Cryptographically verifiable agent behavior: swap, edit, or forge a step and it's rejected.
TL;DR: As we let AI agents do real things (issue refunds, move data, call APIs), "just trust it" stops being good enough. The fix: the agent hands you a tamper-proof receipt that proves it followed the approved rules and didn't fake anything. I built a demo — change the rules, edit a step, or fake the signature, and the check fails every time. ~120 lines, normal everyday crypto, no API key.
The scary question
You're about to let an agent issue refunds, move files, or hit your production APIs. How do you actually know it followed the rules you approved — and not some changed version? And how do you know the log it gives you afterward wasn't edited?
Right now, the honest answer is usually: you don't. You trust the logs. But logs can be edited, the rules an agent runs can be quietly swapped, and a compromised agent can claim it did one thing while doing another.
The 2026 fix is called verifiable agent behavior (the research term is "zkML"): the agent produces a tamper-proof receipt that proves it ran exactly the approved process — and anyone can check that receipt without having to trust the agent.
The 10-second version
| What happened | Result |
|---|---|
| Agent ran the approved refund rules, honestly | ✅ ACCEPT |
| Someone swapped in sneaky "refund anything" rules | 🚨 REJECT — rules don't match the approved ones |
| Someone edited a step (turned a $40 refund into $5000) | 🚨 REJECT — receipt doesn't add up |
| Someone faked the receipt without the secret key | 🚨 REJECT — signature is invalid |
Only the honest run passes. Every kind of cheating gets caught.

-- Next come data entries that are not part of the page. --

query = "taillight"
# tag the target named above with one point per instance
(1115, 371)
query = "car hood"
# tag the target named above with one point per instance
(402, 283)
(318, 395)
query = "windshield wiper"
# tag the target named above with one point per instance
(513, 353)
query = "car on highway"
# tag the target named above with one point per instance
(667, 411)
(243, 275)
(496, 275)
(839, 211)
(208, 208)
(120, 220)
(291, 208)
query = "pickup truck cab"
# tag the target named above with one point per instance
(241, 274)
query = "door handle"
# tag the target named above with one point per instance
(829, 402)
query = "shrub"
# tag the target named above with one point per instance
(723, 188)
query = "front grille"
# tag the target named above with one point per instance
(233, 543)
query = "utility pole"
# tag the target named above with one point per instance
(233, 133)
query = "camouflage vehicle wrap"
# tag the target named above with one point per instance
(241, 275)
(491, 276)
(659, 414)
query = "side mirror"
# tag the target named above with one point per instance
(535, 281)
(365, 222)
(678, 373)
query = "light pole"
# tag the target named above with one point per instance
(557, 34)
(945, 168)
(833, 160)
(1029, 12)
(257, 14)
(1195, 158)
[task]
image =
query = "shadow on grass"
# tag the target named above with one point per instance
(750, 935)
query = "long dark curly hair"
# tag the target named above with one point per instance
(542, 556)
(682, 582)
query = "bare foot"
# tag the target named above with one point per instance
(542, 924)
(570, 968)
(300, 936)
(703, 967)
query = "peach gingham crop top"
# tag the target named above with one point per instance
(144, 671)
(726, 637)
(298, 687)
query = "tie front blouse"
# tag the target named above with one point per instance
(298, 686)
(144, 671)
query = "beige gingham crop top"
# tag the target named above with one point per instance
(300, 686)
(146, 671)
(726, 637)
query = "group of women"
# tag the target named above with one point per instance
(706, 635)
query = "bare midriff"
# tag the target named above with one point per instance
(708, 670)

How it works (in plain terms)
Three normal building blocks, no magic:
A fingerprint of the approved rules. Run the rules through a hashing function and you get a short, unique fingerprint. Anyone can fingerprint the approved rules and compare — if the agent used different rules, the fingerprints won't match.
A receipt you can't edit. Every step the agent takes is chained together so each step depends on all the steps before it. Change any one step and the whole thing stops adding up — like a tamper-evident seal:
seal = fingerprint(rules)
for step in steps:
seal = hash(seal + step) # each step folds into the seal
- A signature. The agent signs the final seal with a secret key. If someone tries to forge a receipt without that key, the signature won't check out.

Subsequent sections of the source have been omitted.